Related to one aspect of this: my post Building brain-inspired AGI is infinitely easier than understanding the brain
Flying machines are one example but can we choose other examples which would teach the opposite lesson?
Nuclear Fusion Power Generation
Longs: The only way we know sustained nuclear fusion can be achieved is in stars. If we are confined to things less big than the sun then sustaining nuclear fusion to produce power will be difficult and there are many unknown unknowns.
Shorty: The key parameters are temperature and pressure and then controlling the plasma. A Tokamak design should be sufficient to achieve this - if we lose control it just means we need stronger / better magnets.
(For example, imagine a u-shaped craft with a low center of gravity and helicopter-style rotors on each tip. Add a third, smaller propeller on a turret somewhere for steering.)
Extremely minor nitpick: the low center of gravity wouldn't stabilize the craft. Helicopters are unstable regardless of where the rotors are relative to the center of gravity, due to the pendulum rocket fallacy.
Moreover, we probably won’t figure out how to make AIs that are as data-efficient as humans for a long time--decades at least.
I know you weren't endorsing this claim as definitely true, but FYI my take is that other families of learning algorithms besides deep neural networks are in fact as data-efficient as humans, particularly those related to probabilistic programming and analysis-by-synthesis, see examples here.
Planned summary for the Alignment Newsletter:
...This post argues against a particular class of arguments about AI timelines. These arguments have the form: “The brain has property X, but we don’t know how to make AIs with property X. Since it took evolution a long time to make brains with property X, we should expect it will take us a long time as well”. The reason these are not compelling is because humans often use different approaches to solve problems than evolution did, and so humans might solve the overall problem without ever needing to have property X
Great post!
we’ll either have to brute-force search for the special sauce like evolution did
I would drop the "brute-force" here (evolution is not a random/naive search).
Re the footnote:
This "How much special sauce is needed?" variable is very similar to Ajeya Cotra's variable "how much compute would lead to TAI given 2020's algorithms."
I don't see how they are similar.
Quick self-review:
Yep, I still endorse this post. I remember it fondly because it was really fun to write and read. I still marvel at how nicely the prediction worked out for me (predicting correctly before seeing the data that power/weight ratio was the key metric for forecasting when planes would be invented). My main regret is that I fell for the pendulum rocket fallacy and so picked an example that inadvertently contradicted, rather than illustrated, the point I wanted to make! I still think the point overall is solid but I do actually think this embar...
we probably won’t figure out how to make AIs that are as data-efficient as humans for a long time--decades at least. This is because 1. We’ve been trying to figure this out for decades and haven’t succeeded
EfficientZero seems to have put paid to this pretty fast. It seems incredible that the algorithmic advances involved aren't even that complex either. Kind of makes you think that people haven't really been trying all that hard over the last few decades. Worrying in terms of its implications for AGI timelines.
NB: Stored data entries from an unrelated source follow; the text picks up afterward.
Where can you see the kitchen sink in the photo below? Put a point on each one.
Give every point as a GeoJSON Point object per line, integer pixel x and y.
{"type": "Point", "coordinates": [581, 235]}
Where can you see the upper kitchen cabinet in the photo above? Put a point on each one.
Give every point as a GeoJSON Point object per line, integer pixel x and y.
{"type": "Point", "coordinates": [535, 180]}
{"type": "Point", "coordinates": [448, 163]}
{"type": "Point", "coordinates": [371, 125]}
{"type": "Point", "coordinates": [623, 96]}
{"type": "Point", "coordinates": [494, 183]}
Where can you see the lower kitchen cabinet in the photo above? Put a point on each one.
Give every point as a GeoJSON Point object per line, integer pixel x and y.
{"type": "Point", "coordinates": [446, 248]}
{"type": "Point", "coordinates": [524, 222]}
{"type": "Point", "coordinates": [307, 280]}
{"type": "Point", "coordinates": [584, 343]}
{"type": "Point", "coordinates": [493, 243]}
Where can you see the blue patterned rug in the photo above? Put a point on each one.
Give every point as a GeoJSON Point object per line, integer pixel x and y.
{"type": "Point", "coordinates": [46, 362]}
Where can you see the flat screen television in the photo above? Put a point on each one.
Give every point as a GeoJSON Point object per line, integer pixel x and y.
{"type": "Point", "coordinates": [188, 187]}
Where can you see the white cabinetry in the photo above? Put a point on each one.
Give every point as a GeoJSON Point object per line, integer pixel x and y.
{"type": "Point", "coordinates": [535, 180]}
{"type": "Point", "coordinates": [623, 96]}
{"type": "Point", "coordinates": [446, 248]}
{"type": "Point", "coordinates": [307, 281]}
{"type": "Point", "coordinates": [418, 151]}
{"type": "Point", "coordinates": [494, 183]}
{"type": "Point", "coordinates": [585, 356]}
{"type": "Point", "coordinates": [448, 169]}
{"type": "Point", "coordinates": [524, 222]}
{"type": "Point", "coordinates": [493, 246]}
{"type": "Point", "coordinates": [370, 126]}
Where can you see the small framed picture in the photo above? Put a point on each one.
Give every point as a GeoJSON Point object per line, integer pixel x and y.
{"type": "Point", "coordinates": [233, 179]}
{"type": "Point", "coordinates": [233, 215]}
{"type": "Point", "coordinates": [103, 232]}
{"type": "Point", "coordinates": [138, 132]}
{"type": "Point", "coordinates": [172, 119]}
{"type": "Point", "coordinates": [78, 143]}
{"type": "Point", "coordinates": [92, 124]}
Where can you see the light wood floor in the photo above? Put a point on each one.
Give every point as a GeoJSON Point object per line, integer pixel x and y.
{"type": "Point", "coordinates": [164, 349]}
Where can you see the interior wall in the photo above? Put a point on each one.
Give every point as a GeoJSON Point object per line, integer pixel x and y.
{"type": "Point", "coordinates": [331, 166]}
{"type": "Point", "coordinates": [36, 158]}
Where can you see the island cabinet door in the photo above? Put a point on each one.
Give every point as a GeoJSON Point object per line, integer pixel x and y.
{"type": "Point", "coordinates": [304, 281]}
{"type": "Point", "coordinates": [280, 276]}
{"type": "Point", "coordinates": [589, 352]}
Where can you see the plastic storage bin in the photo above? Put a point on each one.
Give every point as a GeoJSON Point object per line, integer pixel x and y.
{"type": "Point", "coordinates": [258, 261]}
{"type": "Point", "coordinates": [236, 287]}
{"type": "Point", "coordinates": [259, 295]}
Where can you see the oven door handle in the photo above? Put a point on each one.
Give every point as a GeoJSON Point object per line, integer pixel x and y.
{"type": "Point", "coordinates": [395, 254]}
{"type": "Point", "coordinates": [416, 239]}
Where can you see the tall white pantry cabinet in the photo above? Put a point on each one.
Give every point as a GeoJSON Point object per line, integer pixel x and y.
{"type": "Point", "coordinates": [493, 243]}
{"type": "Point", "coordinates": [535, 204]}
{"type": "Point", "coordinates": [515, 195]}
I like the bird-plane analogy. I kind of had the same idea, but for slightly different reason: just as man made flying machines can be superior to birds in a lot of aspects, man made ai will most likely can be superior to a human mind in a similar way.
Regarding your specific points: they may be valid, however, we do not know at which point in time we are talking about flying or AI: Probably a lot of similar arguments could have been made by Leonardo da Vinci when he was designing his flying machine; most likely he understood a lot more about birds and the ...
I think this is a good point, but I'd flag that the analogy might give the impression that intelligence is easier than it is - while animals have evolved flight multiple times by different paths (birds, insects, pterosaurs, bats) implying flight may be relatively easy, only one species has evolved intelligence.
Thanks for writing this, the power to weight statistics are quite interesting. I have an another, longer reply with my own take (edit. comments about the graph, that is) in the works, but while writing it, I started to wonder about a tangential question:
...I am saying that many common anti-short-timelines arguments are bogus. They need to do much more than just appeal to the complexity/mysteriousness/efficiency of the brain; they need to argue that some property X is both necessary for TAI and not about to be figured out for AI anytime soon, not even after th
That was an exciting graph! However, the labeling would be more consistent if it were steam engines, piston engines, and turbine engines OR stationary, ship/barge, train, automobile, and aircraft (I assume you mean airplanes and helicopters and you excluded rockets).
The wrong analogies to flight don't help much if
a) you don't know what your looking for and would need +80 OOM to "search" for a solution like evolution did (which you will never have)
b) you have no idea what intelligence is about (hint, it is NOT just about optimization, see (a)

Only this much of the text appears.